If you said you threw it out, you aren't alone. So in an age when its more the habit to toss electronics than to fix them, why would you teach high school students how to put together a circuit board?
Well, not everything is digital. And some stuff can't be replaced.
So says Will Smith, Jr., instructor at the Houston County Career Academy in Warner Robins. In his Digital Electronics class, high school students learn how to repair electronics by soldering. Basically, that's using a hot rod to melt a little metal to glue together electronic components.
On a recent morning his students practiced by stringing resistors together into sculptures.
"Kind of like an art exhibit show to show creativity," Smith said.
Later they will build a flashing LED light from scratch. As Smith approvingly looked over their shoulders, the students connected piles of resistors into stars, boxes or even connected loops.
Smoke was rising past Justin Purvis’ nose as he worked. He said he gets a charge out of working on the things other people toss out.
Why do that when you can actually take it apart and see if you can actually fix it yourself?" he asked "It's a major accomplishment when you do it yourself."
Will Smith Jr. said that drive to keep old stuff running is worth a lot just down the road at Robins Air Force Base.
"There's a lot of aircraft there. Older aircraft," he said.
There's little that's digital about those old aircraft and they have to keep flying.
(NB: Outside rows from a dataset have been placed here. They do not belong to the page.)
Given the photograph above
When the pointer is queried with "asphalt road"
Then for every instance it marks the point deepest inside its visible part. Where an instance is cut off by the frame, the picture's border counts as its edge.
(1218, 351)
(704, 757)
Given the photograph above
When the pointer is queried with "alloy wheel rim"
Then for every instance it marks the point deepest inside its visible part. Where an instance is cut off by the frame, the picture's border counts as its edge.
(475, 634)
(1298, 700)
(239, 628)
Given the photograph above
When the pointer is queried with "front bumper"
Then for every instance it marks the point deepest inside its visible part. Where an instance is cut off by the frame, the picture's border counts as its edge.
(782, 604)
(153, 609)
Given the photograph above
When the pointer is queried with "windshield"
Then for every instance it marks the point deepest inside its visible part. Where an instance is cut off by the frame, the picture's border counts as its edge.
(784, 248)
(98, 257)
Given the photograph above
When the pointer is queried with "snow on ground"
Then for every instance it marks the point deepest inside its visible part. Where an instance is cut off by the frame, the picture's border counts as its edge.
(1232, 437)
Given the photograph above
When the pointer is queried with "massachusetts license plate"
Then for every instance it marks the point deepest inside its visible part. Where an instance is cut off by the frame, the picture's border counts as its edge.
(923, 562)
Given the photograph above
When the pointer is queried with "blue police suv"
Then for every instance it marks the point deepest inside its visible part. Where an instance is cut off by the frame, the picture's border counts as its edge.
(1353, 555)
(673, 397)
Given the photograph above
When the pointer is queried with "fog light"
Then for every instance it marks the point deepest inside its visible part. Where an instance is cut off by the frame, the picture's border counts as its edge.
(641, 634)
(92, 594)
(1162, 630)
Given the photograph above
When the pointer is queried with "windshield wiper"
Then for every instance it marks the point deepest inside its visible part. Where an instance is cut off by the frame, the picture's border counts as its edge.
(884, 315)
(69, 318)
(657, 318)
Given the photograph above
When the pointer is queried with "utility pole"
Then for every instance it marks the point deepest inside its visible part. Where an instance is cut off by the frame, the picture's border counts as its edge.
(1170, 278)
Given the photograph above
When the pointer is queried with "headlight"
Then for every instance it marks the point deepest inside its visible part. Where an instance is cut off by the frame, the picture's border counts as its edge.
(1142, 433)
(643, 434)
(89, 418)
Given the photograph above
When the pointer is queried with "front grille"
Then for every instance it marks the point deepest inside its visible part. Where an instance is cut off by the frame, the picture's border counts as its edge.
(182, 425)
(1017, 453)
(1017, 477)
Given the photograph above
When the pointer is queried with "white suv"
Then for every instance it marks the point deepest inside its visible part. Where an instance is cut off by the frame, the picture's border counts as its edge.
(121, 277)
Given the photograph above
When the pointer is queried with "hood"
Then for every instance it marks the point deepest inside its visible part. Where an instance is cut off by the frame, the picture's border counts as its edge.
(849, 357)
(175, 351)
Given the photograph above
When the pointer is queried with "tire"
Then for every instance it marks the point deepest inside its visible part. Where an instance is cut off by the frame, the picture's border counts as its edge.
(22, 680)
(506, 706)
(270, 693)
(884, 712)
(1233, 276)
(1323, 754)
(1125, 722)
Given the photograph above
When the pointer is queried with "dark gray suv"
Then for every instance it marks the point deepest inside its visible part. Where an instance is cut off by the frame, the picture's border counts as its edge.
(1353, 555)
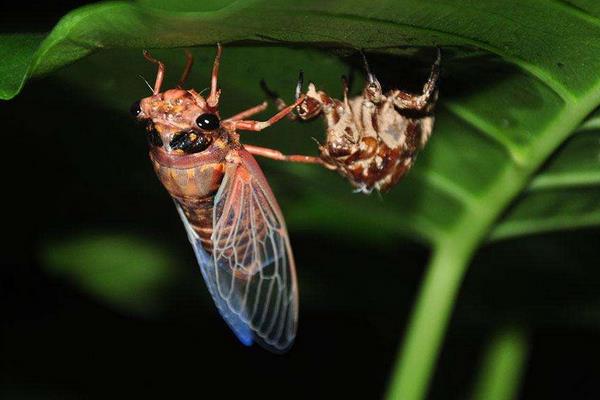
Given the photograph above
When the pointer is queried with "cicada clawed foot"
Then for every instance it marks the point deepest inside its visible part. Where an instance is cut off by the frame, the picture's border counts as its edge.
(371, 139)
So where does soldering come in?
"Say I have an old part and I just want a technician to fix it," Smith said. "A technician would get a soldering iron, troubleshoot and fix the part."
The workers that know how to do that now and keep the Air Force in the air are retiring.
"It's going to leave a big skills gap to fill those workers," Smith said.
Will Smith, Jr. said he hopes these students will be at Robins Air Force Base to fix the things that need to be fixed.